Она сознательно утаивала степень своего увлечения — многим мужчинам не понравился бы такой, почти профессиональный, интерес, такое занятие — для леди. Знай Каллум, как она мечтает о выставках, о продаже своих произведений, он бы отшатнулся. Разве такого ждут от воспитанной и благоразумной жены?
— Я припоминаю те времена, когда вы встречались с Даниэлем. У тебя вечно нос был вымазан углем, а пальцы в мелу. Помню, Даниэлю нравились твои рисунки.
— Они были ужасные. — Она не сказала, что до сих пор эти рисунки, включая небольшой портрет Даниэля, хранятся в ее комнате, в родном доме в Хартфордшире.
— Думаю, с тех пор ты улучшила свое мастерство.
— Надеюсь, что это так, хотя боюсь оказаться пристрастной.
— Мы как-нибудь вернемся сюда. Я возьму свои краски, и посмотришь, как я рисую акварелью, да и сама сможешь рисовать. Ты ведь этого хотела?
Он снял свою шляпу с высокой тульей, положил ее на скамейку и повернулся к ней, внимательно вглядываясь в ее профиль.
— Что, у меня на лице мошка?
— Нет, просто разговор об искусстве заставил меня посмотреть на одно произведение, сидящее сейчас рядом со мной.
Она покачала головой, давая понять, что его лесть слишком заметна. Но он продолжал:
— Впрочем, ты не безупречна, я только что заметил маленькую веснушку, вот здесь, под глазом. — Он кончиком пальца дотронулся до веснушки в форме сердечка, потом ласково провел по щеке. — Раньше я ее не замечал, в полумраке спальни ее трудно разглядеть, зато при ярком дневном свете все прекрасно видно.
— Не знаю.
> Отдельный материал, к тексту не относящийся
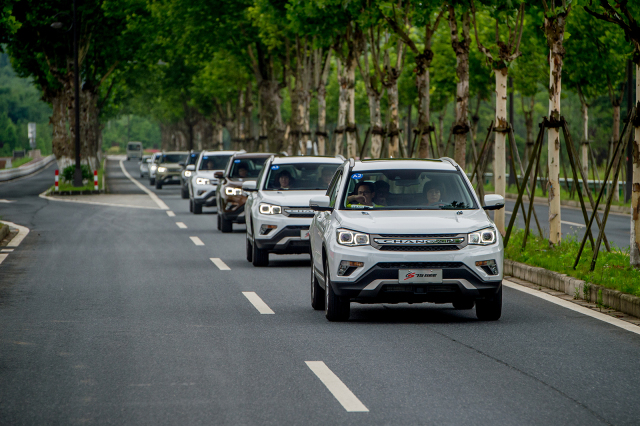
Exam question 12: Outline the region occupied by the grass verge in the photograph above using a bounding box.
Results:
[505,229,640,297]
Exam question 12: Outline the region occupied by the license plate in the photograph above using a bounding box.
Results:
[398,269,442,284]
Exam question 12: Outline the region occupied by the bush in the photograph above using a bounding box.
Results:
[62,164,93,182]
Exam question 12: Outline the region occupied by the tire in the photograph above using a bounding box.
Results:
[453,299,475,311]
[246,235,253,262]
[476,285,502,321]
[311,257,325,311]
[251,236,269,266]
[324,260,350,321]
[218,213,233,234]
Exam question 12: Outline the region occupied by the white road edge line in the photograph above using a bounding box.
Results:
[502,280,640,334]
[210,257,231,271]
[2,220,29,247]
[305,361,369,413]
[120,160,169,210]
[189,237,204,246]
[242,291,275,315]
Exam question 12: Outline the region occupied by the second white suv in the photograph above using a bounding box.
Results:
[309,158,504,321]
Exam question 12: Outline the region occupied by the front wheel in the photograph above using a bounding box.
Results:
[476,286,502,321]
[324,260,350,321]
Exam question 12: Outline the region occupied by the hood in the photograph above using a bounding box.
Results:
[335,209,493,235]
[262,189,327,208]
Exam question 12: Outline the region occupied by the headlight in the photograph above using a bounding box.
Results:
[260,203,282,214]
[467,228,497,246]
[337,229,369,246]
[224,186,244,196]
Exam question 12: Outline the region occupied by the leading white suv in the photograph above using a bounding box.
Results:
[242,156,344,266]
[309,158,504,321]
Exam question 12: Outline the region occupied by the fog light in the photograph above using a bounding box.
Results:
[476,260,498,275]
[338,260,364,277]
[260,225,277,235]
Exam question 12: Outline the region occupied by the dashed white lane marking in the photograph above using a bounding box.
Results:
[305,361,369,413]
[210,257,231,271]
[3,221,29,247]
[502,280,640,334]
[120,160,169,210]
[504,210,587,228]
[189,237,204,246]
[242,291,275,315]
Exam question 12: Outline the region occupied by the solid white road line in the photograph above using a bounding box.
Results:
[2,220,29,247]
[502,280,640,334]
[242,291,275,315]
[189,237,204,246]
[120,160,169,210]
[210,257,231,271]
[305,361,369,413]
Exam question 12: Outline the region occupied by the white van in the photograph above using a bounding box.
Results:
[127,142,142,161]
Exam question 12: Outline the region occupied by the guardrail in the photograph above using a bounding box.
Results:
[0,155,56,182]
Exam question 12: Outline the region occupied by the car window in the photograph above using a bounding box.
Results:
[229,157,267,179]
[265,163,340,191]
[198,155,231,170]
[341,169,477,210]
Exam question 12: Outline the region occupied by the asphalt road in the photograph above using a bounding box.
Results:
[0,158,640,425]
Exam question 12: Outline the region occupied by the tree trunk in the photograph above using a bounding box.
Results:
[493,68,509,235]
[449,6,471,170]
[627,63,640,268]
[544,12,568,245]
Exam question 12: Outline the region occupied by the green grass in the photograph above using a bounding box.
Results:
[11,157,33,169]
[505,229,640,297]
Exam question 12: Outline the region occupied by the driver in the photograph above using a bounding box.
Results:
[422,181,444,206]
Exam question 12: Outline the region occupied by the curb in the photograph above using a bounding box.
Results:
[505,192,631,215]
[504,259,640,318]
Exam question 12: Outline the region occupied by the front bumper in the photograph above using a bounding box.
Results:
[328,243,503,303]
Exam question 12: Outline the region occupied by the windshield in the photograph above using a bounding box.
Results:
[264,163,340,191]
[198,155,231,170]
[187,152,200,166]
[160,154,188,163]
[342,170,477,210]
[229,157,267,179]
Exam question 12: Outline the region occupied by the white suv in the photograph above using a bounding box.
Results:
[309,158,504,321]
[242,156,344,266]
[186,151,236,214]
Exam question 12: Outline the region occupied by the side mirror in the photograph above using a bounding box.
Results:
[483,194,504,210]
[242,180,258,192]
[309,195,333,212]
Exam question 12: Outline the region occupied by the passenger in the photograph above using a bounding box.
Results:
[422,181,444,206]
[373,180,389,207]
[347,182,383,207]
[278,170,293,189]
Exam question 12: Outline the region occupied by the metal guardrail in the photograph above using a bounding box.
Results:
[0,155,56,182]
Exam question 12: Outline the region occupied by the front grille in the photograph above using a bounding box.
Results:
[378,245,460,251]
[377,262,462,269]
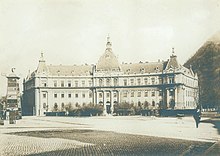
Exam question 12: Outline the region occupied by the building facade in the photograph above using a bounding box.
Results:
[22,37,198,116]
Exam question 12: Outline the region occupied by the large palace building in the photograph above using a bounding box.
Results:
[22,37,198,116]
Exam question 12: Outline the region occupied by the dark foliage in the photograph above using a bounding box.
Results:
[184,41,220,108]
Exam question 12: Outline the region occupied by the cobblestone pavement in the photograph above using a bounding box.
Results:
[0,117,219,156]
[0,134,92,156]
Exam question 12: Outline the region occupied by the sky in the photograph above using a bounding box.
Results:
[0,0,220,95]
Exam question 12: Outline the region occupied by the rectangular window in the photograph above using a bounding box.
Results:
[106,78,111,86]
[75,81,78,87]
[106,93,110,98]
[89,93,92,98]
[41,80,47,87]
[53,81,57,87]
[144,78,148,85]
[61,81,64,87]
[124,79,128,86]
[151,91,155,97]
[68,81,72,87]
[137,78,141,85]
[123,92,128,97]
[99,93,102,98]
[54,94,57,98]
[82,80,86,87]
[151,78,155,84]
[130,79,134,86]
[144,91,148,97]
[89,80,92,87]
[138,92,141,97]
[99,79,103,86]
[82,93,86,98]
[61,94,64,98]
[114,78,118,86]
[159,78,162,84]
[131,92,134,97]
[159,90,163,96]
[169,89,174,96]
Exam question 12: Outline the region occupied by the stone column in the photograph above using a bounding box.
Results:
[110,91,114,114]
[102,91,107,115]
[117,90,121,104]
[166,89,170,108]
[174,88,178,108]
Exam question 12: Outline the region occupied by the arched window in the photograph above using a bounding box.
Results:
[152,101,155,107]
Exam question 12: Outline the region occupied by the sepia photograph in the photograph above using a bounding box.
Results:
[0,0,220,156]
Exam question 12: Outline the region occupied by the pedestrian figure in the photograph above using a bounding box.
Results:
[193,109,200,128]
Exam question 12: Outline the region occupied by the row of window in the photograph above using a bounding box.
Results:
[123,91,162,97]
[43,93,92,98]
[43,91,163,98]
[42,77,174,87]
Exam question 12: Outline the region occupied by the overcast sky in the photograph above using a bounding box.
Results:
[0,0,220,95]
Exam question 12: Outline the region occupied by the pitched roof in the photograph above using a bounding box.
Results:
[121,62,163,74]
[96,37,121,71]
[47,65,92,76]
[166,55,180,70]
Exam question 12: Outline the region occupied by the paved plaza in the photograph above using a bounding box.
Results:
[0,116,220,156]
Раньше у меня было много веснушек, но мама заставляла меня умываться голландским лосьоном, и все исчезли. — Она пыталась говорить небрежно, но сердце ее вновь забилось. Он придвинулся ближе и впервые был так нежен с ней днем, сбросив свою иронически холодную маску. Впервые она получала от него столь интимные знаки внимания в публичном месте.